HVE typically supports failure and locality topologies defined from the perspective of virtualization. However, you can use the new extensions to support other failure and locality changes, such as those relating to power supplies, arbitrary sets of physical servers, or collections of servers from the same hardware purchase cycle.

7.5.3 Virtualized Configuration Summary In this reference architecture the following configuration was used to create the Cloudera software stack running on the ESXi hypervisor. As a starting point and to maintain best locality for HDD, CPU and memory, 2 VMs per physical node is demonstrated in this reference architecture. Additional configurations such as 4VMs or more per node are possible to meet specific customer requirements.

Cluster Hardware Design

Figure 19. Cluster Design for Virtualized Cloudera on VMware ESXi

Component Configuration

System System x3650 M5

Processor 2 x Intel Xeon processor E5-2680 v4 2.4GHz 14-core

Memory - base 512 GB: 16 x 32GB 2400MHz RDIMM

Disk (OS) 2 x 2.5” SSD

Disk (data) 14 x 4TB NL SATA 3.5 inch, 4TB each (56 TB Total)

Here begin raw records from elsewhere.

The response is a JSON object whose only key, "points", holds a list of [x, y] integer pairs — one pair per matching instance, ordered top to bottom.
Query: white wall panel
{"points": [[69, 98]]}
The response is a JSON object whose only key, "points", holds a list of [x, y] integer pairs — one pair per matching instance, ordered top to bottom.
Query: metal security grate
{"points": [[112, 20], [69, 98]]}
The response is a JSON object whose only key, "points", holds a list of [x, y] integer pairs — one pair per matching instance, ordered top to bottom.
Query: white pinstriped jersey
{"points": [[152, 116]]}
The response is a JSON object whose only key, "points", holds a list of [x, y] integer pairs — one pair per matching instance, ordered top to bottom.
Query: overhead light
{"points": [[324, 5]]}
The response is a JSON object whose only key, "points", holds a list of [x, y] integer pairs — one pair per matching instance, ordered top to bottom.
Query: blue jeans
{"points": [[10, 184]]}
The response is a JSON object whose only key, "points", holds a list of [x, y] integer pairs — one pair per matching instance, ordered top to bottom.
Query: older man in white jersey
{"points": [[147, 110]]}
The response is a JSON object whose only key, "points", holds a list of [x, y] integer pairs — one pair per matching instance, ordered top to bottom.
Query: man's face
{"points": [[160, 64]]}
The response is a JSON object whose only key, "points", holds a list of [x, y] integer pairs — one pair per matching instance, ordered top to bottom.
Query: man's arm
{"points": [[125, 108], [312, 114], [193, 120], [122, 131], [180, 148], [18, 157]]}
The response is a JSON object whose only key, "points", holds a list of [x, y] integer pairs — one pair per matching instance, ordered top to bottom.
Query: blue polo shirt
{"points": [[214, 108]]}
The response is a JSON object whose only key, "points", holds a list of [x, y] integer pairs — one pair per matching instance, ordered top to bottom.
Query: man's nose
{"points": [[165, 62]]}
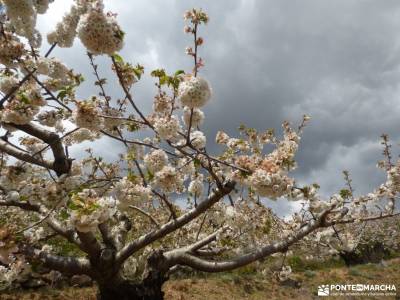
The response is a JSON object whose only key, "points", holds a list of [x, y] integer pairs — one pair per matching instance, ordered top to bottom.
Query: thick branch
{"points": [[61, 164], [171, 226], [106, 235], [90, 244], [183, 258], [70, 265]]}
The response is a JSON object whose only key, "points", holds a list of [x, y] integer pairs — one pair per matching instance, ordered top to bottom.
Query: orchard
{"points": [[121, 217]]}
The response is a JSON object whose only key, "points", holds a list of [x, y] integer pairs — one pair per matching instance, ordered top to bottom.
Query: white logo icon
{"points": [[323, 290]]}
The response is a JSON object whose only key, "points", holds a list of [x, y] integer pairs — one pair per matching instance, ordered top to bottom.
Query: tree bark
{"points": [[148, 289]]}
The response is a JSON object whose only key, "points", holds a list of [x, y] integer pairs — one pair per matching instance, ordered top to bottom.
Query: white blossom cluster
{"points": [[22, 15], [65, 31], [100, 32], [11, 49], [56, 71], [7, 83], [162, 105], [22, 109], [86, 116], [197, 117], [167, 127], [169, 180], [270, 185], [196, 186], [129, 193], [90, 211]]}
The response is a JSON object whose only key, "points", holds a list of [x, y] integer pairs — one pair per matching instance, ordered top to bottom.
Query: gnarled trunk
{"points": [[126, 290]]}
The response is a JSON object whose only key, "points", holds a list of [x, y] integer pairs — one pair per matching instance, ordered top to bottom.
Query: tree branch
{"points": [[24, 156], [61, 164], [171, 226]]}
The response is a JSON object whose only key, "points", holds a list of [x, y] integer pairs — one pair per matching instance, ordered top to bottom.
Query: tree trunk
{"points": [[148, 289]]}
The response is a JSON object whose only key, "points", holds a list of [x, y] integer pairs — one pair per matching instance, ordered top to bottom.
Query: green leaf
{"points": [[118, 58]]}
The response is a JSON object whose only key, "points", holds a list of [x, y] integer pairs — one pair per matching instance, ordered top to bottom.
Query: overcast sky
{"points": [[275, 60]]}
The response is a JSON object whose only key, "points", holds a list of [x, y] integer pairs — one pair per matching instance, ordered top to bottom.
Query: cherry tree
{"points": [[121, 217]]}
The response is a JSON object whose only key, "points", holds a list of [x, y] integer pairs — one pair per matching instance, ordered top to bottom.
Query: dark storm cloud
{"points": [[278, 59]]}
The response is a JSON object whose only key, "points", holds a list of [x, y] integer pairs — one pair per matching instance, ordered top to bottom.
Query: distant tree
{"points": [[120, 218]]}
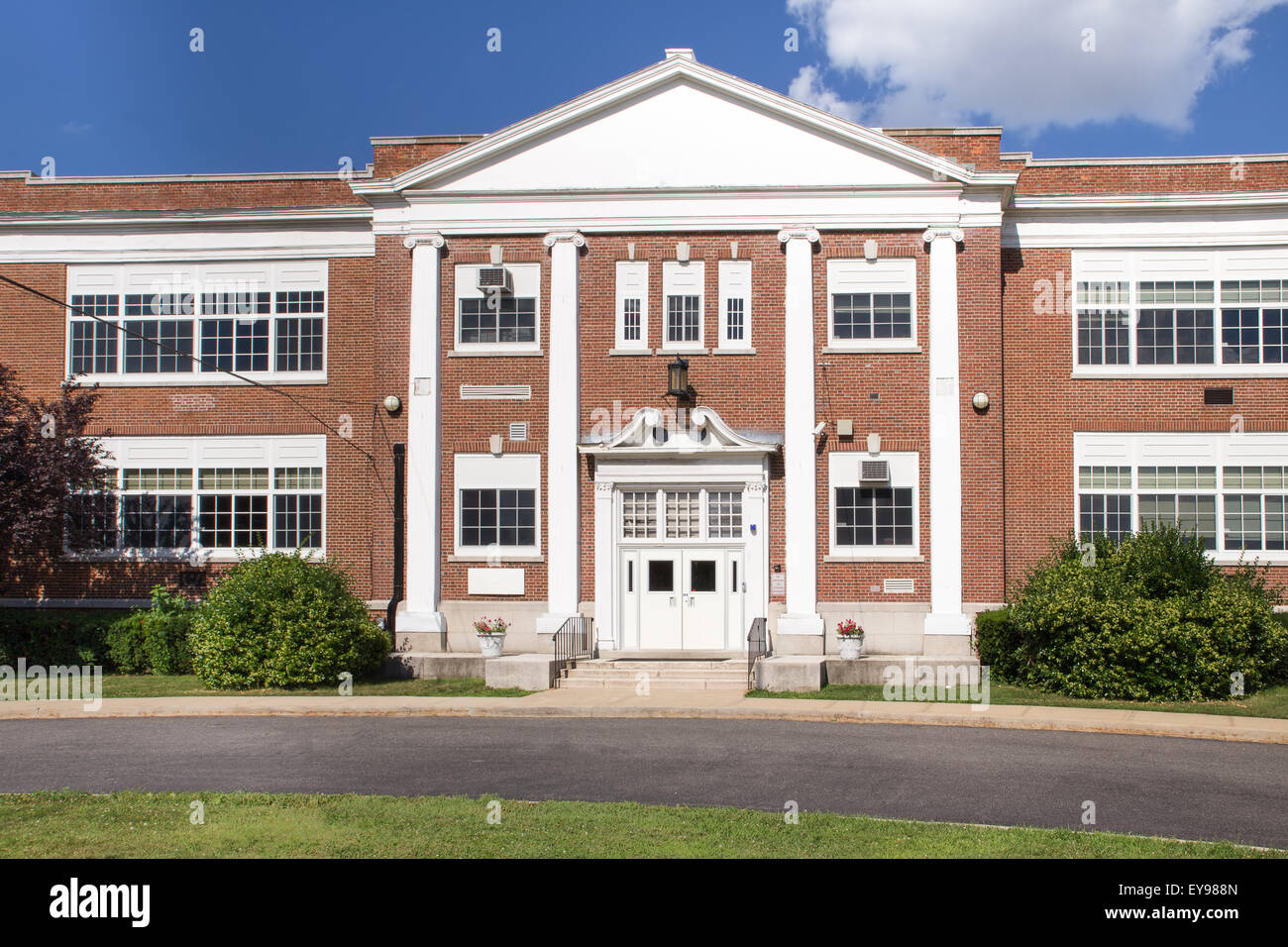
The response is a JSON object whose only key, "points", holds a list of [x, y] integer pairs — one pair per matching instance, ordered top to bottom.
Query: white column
{"points": [[945, 440], [800, 517], [563, 523], [606, 579], [419, 611]]}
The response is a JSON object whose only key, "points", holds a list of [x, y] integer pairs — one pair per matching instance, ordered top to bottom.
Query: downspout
{"points": [[399, 541]]}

HDD controller OS: ServeRAID M1215 SAS/SATA Controller

HDFS: N2215 SAS/SATA HBA

Hardware storage protection OS: RAID1

HDFS: None (JBOD). By default, Cloudera maintains a total of three copies of data stored within the cluster. The copies are distributed across data servers and racks for fault recovery.

Network 10Gb Ethernet, 2x bonded interfaces

Hardware management network adapter

Integrated 1GBaseT IMM interface)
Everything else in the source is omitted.